SUMMARY
In the USA every year there are an estimated 200,000 to 2 million anesthetisa medication injuries in the USA
with an estimated annual health care cost of $3.1-$46 billion and more than US$300 billion worldwide. Though
sensible recommendations have been proposed by professional societies, they generally address preparation
and delivery errors (Failures of Execution), with little attention paid to the decision making involved in diagnosing
and prescribing (Failures of Intention), and may not address the complexity of the working environment, the
physical workspace, or safety culture (Performance Shaping Factors). We will use a multi-disciplinary team of
anesthesiologists, human factors professionals, biomedical engineers, pharmacists, and certified registered
nurse anesthesiologists to engineer reductions in anesthesia medication errors in operating rooms (ORs) that
address all three sources of failure. We will use wire-frame models and rapid prototypes, to develop and evaluate
off-the-shelf and novel technologies, process improvements, teamwork, task allocation and management,
checklists, clinical decision support, and engineering strategies to enhance performance and to help avoid errors
before they happen, trap them before they reach the patient, or mitigate the effects to avoid serious
consequences. These will be tested individually and in combination, in simulated and real clinical settings, at two
sites, with adult and pediatric populations, in procedures of low and high clinicaly complexity. The Naturalistic
Decision Making paradigm, will fame our understanding of this complex multi-factorial, real-work decision-
making. Distributed Cognition theory will be used to understand how different information sources integrated
cognitively by the anesthesiologist. Task analysis techniques will be used predict procedural weaknesses and
develop new processes, while heuristic usability analysis of technology will identify error-producing designs and
evaluate new candidates for testing.

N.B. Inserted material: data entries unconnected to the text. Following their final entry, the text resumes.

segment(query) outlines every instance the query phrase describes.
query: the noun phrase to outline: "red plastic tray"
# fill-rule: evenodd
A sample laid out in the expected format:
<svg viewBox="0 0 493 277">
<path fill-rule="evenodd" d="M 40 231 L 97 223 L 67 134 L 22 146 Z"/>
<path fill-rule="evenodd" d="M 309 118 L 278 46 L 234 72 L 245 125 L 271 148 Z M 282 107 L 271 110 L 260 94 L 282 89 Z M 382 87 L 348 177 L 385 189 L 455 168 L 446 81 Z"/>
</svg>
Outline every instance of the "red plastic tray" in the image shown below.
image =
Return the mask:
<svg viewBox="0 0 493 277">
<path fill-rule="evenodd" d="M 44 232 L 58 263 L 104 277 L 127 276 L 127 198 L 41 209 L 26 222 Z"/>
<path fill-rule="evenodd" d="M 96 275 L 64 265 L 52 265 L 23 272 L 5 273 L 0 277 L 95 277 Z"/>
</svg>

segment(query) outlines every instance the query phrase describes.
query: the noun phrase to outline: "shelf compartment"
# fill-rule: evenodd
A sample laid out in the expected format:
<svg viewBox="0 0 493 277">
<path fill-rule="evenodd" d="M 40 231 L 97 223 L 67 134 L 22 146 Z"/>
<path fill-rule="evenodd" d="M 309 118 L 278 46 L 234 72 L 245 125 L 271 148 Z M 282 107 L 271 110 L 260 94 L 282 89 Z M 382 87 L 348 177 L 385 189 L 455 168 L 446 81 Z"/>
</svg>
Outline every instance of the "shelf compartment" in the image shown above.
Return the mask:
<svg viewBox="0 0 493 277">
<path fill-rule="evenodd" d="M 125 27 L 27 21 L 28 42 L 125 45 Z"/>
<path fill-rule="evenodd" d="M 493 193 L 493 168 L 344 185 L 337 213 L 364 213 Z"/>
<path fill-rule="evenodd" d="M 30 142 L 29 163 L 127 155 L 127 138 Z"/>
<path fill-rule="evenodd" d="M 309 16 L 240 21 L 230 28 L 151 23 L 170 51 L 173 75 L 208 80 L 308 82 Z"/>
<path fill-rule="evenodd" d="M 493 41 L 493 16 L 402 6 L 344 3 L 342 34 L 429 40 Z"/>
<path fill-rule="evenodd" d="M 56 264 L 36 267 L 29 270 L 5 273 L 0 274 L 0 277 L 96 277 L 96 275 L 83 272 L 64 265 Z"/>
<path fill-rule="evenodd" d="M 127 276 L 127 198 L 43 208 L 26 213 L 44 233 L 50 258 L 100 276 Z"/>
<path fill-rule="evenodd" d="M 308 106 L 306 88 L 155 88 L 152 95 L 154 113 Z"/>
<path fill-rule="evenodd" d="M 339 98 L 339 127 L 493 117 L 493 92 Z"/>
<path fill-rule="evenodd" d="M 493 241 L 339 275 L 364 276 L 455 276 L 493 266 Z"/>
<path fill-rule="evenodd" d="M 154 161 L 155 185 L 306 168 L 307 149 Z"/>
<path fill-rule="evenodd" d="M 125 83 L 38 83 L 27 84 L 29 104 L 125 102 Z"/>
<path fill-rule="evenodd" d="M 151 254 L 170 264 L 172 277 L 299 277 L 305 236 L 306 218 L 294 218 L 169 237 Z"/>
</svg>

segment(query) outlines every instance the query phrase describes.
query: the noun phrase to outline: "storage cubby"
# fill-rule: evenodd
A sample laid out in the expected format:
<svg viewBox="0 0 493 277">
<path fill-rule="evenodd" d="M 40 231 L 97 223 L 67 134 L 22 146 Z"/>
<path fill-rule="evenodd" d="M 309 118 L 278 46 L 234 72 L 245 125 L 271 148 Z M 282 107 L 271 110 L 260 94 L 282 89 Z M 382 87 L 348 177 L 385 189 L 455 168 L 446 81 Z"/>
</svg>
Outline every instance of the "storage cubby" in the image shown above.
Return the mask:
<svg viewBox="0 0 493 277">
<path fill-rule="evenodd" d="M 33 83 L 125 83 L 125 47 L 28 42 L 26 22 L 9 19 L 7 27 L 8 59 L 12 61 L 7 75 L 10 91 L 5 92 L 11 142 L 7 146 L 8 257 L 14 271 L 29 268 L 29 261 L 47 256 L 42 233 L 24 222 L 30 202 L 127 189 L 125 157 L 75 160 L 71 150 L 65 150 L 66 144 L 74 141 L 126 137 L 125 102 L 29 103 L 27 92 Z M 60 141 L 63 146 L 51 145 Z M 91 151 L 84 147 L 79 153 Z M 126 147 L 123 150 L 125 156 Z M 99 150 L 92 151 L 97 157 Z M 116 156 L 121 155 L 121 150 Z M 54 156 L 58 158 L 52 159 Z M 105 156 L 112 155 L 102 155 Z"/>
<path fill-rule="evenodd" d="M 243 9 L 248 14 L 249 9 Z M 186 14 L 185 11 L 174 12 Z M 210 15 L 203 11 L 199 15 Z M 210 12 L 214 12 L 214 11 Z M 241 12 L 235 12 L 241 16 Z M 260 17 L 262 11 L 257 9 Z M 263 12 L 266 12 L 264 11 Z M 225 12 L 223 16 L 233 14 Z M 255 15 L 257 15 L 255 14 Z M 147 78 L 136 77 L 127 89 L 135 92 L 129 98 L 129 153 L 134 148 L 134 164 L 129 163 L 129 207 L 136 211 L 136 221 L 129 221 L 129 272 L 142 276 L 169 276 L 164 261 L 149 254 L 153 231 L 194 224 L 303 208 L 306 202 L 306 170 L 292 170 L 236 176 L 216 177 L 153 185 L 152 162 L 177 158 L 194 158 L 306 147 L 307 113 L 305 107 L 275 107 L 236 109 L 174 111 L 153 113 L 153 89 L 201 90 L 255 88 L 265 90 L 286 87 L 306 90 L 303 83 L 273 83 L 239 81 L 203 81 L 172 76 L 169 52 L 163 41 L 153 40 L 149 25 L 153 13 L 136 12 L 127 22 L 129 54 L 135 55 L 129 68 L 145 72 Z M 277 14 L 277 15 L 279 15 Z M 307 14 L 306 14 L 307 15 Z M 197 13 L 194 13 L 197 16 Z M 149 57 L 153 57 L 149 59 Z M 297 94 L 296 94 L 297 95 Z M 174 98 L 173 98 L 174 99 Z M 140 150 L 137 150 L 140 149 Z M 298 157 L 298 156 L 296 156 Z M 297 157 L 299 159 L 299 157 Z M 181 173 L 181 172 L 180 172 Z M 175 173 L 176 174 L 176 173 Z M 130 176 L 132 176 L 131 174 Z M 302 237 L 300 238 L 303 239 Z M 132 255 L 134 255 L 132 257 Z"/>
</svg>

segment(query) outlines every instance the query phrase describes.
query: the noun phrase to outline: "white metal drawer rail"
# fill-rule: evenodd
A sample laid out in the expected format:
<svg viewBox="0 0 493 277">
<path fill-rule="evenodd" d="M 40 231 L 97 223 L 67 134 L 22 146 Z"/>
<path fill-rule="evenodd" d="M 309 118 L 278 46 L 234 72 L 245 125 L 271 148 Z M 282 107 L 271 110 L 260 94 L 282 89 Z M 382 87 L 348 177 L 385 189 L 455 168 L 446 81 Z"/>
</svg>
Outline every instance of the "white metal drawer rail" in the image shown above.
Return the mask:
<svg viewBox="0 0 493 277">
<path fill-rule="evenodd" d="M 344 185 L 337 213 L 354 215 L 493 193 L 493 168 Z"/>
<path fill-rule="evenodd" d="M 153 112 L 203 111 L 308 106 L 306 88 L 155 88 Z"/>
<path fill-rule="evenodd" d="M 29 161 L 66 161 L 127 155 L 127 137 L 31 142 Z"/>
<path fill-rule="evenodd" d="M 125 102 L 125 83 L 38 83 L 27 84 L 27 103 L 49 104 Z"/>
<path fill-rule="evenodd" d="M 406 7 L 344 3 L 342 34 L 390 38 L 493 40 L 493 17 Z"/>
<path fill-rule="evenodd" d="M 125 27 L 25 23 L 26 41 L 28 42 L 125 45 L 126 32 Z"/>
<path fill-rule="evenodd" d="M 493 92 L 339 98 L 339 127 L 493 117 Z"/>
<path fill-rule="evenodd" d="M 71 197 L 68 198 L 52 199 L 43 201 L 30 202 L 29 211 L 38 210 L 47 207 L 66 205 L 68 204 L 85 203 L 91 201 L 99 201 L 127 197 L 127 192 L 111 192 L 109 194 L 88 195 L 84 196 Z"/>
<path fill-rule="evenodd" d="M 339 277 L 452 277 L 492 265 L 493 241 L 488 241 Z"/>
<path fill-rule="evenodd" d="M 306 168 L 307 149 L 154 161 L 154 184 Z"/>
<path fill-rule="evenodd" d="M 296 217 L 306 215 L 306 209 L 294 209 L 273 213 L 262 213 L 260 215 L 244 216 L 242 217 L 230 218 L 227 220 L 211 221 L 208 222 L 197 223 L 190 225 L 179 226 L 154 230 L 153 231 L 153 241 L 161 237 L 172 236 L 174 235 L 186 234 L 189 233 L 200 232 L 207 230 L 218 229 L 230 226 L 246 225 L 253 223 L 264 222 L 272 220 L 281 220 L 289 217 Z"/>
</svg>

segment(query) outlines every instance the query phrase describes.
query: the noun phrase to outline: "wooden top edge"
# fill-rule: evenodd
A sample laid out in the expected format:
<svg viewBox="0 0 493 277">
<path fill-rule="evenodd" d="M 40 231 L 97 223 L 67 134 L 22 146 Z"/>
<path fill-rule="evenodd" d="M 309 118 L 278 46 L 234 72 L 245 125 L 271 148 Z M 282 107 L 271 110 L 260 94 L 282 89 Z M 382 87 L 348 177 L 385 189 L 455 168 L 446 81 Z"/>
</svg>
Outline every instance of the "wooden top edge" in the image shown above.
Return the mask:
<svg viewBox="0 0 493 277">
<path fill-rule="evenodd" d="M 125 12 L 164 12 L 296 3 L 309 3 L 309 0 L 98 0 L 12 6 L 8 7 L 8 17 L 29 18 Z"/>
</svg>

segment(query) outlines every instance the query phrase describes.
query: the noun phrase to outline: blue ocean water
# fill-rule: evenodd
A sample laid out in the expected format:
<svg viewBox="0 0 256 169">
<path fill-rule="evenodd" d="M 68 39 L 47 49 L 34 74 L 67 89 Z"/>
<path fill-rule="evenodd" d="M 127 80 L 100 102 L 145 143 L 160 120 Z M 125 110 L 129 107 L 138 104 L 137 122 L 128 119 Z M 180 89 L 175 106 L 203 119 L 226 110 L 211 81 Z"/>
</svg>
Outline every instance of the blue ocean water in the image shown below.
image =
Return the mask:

This will be the most comprehensive study of anesthesia medication safety
systems ever conducted, delivered by an highly experienced multi-disciplinary team of clinicans, scientists and
engineers, working at the intersection of clinical practice and academic endeavor, using a combination of
innovative techniques, approaches and perspectives, across simulated and real environments, to solve one of
the most frequently, costly and under-researched threats to safety in acute care.